The development of prolotherapy
Prolotherapy was first developed and studied in the 1930s by the surgeon Earl Gedney, who caused severe damage to his own hand after catching it in a door at the hospital where he was working. His colleagues told him there was no way of rectifying the damage, but faced with the prospect of being unable to carry on as a surgeon, Dr. Gedney decided he wasn’t going to give up. He investigated the work of a group of hernia specialists, who had been successfully repairing tissues in hernia patients using irritant solutions to stimulate the natural repair functions of the body. Dr. Gedney then used this knowledge to inject his own thumb with good results, and went on to develop and test the treatment for use in patients.

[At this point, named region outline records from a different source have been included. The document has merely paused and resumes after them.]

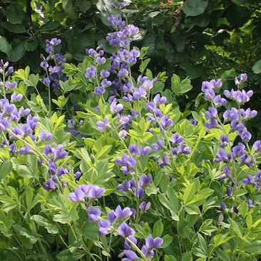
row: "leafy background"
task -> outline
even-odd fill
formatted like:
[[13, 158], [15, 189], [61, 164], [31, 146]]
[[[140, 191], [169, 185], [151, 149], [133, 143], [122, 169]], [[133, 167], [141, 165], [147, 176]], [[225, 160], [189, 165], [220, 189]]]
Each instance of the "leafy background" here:
[[[59, 50], [68, 62], [82, 61], [87, 48], [105, 44], [106, 16], [113, 11], [112, 0], [1, 1], [0, 57], [15, 68], [29, 65], [41, 73], [40, 54], [45, 40], [62, 39]], [[182, 4], [183, 3], [183, 4]], [[148, 46], [150, 69], [155, 75], [188, 76], [193, 89], [176, 97], [183, 109], [198, 111], [206, 107], [200, 96], [201, 82], [225, 79], [232, 88], [234, 78], [246, 72], [254, 90], [252, 108], [259, 109], [261, 83], [261, 3], [257, 0], [169, 0], [126, 1], [129, 23], [140, 29], [135, 44]], [[109, 47], [105, 46], [109, 52]], [[137, 67], [137, 71], [138, 68]], [[168, 94], [168, 93], [166, 93]], [[260, 136], [261, 113], [253, 128]]]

Healing tendons and ligaments
Ligaments and tendons are often spoken of as if they were the same thing, and they are indeed very similar. The difference is that ligaments connect bones to other bones, whereas tendons connect bones to muscles. Prolotherapy helps ligaments and tendons to heal, so the muscles and joints they attach to benefit from the regrowth of these vital connective tissues. The treatment is particularly effective for chronic back, joint, shoulder and neck pain; osteoarthritis in the joints; sprains and strains in the ligaments and tendons; fascial injures such as plantar fasciitis (inflammation of the plantar fascia tissue in the foot, that causes pain in the heel area), and even bursa related pains such as bursitis (inflammation of the bursa, the sac containing synovial fluid that lubricates joints). Common conditions include sports injuries, fibromyalgia, hypermobility and osteoarthritis.

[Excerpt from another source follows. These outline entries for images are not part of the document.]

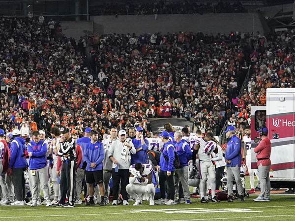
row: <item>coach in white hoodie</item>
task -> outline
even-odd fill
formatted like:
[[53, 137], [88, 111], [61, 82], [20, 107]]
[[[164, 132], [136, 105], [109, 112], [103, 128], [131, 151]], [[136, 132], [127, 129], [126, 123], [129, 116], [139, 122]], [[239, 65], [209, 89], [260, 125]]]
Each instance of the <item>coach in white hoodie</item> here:
[[[129, 205], [126, 186], [129, 177], [131, 155], [135, 154], [136, 150], [132, 140], [126, 137], [125, 130], [120, 130], [118, 136], [118, 140], [112, 143], [107, 154], [110, 159], [113, 161], [113, 195], [114, 199], [118, 199], [120, 182], [123, 205]], [[114, 200], [112, 205], [118, 205], [118, 201]]]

The first stage is to pinpoint the exact area that needs to be treated. At Piedmont Physical Medicine and Rehabilitation, we use diagnostic musculoskeletal ultrasound to assess each patient’s needs before starting the treatment. Very thin needles are used for the injections, so there should be minimal pain involved, and the physicians at PPMR are experts in this field of treatment so you will be in safe hands. The procedure has been in use for many years, and has an excellent safety record when properly administered. As it involves the use of substances that stimulate the body’s natural healing abilities, it is effectively just kick-starting the normal process of repair and re-growth. Several different medications can be used for prolotherapy, but at PPMR we most often use Xylocaine and 50% Dextroes. These substances stimulate the production of prostaglandin, which is the body’s natural healer; thereby the affected tissues are repaired via the natural wound healing process.

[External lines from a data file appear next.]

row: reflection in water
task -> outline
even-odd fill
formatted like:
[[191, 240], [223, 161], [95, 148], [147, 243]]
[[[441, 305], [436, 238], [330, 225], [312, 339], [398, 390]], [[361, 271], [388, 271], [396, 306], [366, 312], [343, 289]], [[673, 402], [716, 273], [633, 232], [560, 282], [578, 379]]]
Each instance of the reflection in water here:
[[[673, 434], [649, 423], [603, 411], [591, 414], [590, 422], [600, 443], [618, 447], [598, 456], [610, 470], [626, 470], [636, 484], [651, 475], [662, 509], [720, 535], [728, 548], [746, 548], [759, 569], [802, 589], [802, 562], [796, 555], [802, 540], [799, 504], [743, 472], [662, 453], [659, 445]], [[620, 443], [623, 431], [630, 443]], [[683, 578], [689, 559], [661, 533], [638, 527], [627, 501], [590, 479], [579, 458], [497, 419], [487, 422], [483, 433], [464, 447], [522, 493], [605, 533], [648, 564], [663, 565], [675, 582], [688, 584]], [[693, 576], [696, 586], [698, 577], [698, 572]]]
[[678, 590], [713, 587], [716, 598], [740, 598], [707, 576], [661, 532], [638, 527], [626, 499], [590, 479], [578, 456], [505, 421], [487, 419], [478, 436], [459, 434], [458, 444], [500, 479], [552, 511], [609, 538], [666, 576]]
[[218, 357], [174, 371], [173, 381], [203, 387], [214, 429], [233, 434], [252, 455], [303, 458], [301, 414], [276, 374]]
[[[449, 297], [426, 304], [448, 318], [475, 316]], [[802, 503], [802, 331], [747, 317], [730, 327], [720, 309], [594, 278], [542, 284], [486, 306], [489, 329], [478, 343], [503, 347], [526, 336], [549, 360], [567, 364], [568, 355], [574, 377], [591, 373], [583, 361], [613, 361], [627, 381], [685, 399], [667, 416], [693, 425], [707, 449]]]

Your doctor will talk you through the procedure and answer any questions you have at your consultation. PPMR staff are highly experienced and knowledgeable when it comes to prolotherapy, and will advise you honestly on whether the treatment could help you, as well as discussing other regenerative therapy options such as platelet rich plasma (PRP) therapy, percutaneous tenotomy, and structural support cell therapy. Once your course of treatment has been agreed on, you will typically need several injections, usually three per area to be effective once every two to three weeks. Animal model biopsies taken after treatment and follow up diagnostic musculoskeletal ultrasound studies in patients who have been treated have demonstrated that prolotherapy works as intended, with re-growth of injected tissues having been documented. However, like a scab that heals skin, don’t expect to feel the difference immediately, wound healing takes time. The healing and regeneration process will have been initiated by the treatment, but your body still has to finish the job, which will take a while – just like any healing process.